Volendo semplificare al massimo il ruolo della divinità nel pensiero filosofico religioso indiano, possiamo dire che ivi bene e male sono la cosmogonia ricorrente: troviamo dunque questa unione degli opposti tra Varuna e Mithra, custodi del regolare ritmo del cosmo, lo ṛtá, che è la norma universale della vita cosmica e anche dell’operare dell’uomo.
Entrambi regnano sul mondo visibile e invisibile: Mithra è il dio benevolo, giuridico e sacerdotale. Tutela i rapporti tra gli uomini e dei loro patti solenni.

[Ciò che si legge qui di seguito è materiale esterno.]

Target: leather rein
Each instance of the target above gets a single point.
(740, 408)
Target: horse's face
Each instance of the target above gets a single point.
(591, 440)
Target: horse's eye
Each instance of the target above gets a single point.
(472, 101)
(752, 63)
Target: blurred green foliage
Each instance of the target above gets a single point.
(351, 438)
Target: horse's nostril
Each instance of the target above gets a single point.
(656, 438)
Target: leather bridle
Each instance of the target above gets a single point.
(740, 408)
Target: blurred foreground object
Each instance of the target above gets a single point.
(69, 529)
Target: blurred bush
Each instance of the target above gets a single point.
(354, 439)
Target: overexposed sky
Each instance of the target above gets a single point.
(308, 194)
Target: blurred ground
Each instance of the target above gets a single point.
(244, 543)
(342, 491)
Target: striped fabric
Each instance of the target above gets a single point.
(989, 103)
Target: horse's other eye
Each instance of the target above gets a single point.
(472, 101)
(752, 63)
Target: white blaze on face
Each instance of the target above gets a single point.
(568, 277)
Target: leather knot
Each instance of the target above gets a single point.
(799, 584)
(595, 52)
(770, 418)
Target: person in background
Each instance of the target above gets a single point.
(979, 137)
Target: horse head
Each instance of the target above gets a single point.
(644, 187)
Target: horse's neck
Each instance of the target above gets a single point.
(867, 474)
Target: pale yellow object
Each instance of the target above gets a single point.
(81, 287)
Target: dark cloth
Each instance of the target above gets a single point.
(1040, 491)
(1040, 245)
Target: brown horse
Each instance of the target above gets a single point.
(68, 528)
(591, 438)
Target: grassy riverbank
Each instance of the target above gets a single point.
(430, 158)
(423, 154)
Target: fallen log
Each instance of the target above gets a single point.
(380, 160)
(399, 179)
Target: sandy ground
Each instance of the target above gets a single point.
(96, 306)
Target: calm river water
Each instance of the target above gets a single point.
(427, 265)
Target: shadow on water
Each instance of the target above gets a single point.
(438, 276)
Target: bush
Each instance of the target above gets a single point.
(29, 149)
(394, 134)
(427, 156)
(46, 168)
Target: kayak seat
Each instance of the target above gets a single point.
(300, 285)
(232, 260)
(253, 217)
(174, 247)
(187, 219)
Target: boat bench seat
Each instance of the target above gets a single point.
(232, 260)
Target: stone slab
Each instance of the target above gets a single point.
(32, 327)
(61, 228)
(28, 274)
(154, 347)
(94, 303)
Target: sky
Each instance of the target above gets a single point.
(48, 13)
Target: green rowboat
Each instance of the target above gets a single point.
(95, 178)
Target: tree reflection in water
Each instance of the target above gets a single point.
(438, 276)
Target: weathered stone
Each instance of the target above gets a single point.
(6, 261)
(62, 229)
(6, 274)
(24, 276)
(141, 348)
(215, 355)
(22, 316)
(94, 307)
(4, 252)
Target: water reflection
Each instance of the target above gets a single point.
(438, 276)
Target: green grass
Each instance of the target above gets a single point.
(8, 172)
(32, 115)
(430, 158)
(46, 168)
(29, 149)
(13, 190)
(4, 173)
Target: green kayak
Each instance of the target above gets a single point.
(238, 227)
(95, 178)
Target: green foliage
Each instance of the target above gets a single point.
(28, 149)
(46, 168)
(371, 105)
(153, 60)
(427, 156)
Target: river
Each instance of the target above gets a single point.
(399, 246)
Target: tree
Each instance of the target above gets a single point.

È il rispetto della parola data, del senso di lealtà. Mithra è l’antitesi di Varuna: infatti, è attraverso il rispetto dei patti sottoscritti e della lealtà che si evitano i legami, i lacci di Varuna
.
Se vogliamo parlare di karma negativo, questo rappresenta il dio Varuna nel suo aspetto peggiore, terribile e punitivo. Al contrario, Mithra è il karma positivo, quello che vive nel rispetto dei patti religiosi e morali. In alcune scritture indù, Mithra è uno dei 23 avatar (incarnazioni) di Vishnu, garante dei patti. Il suo nome originale ha il significato di amico per mezzo del patto
. Mithra è sommo garante di giustizia e difensore della verità.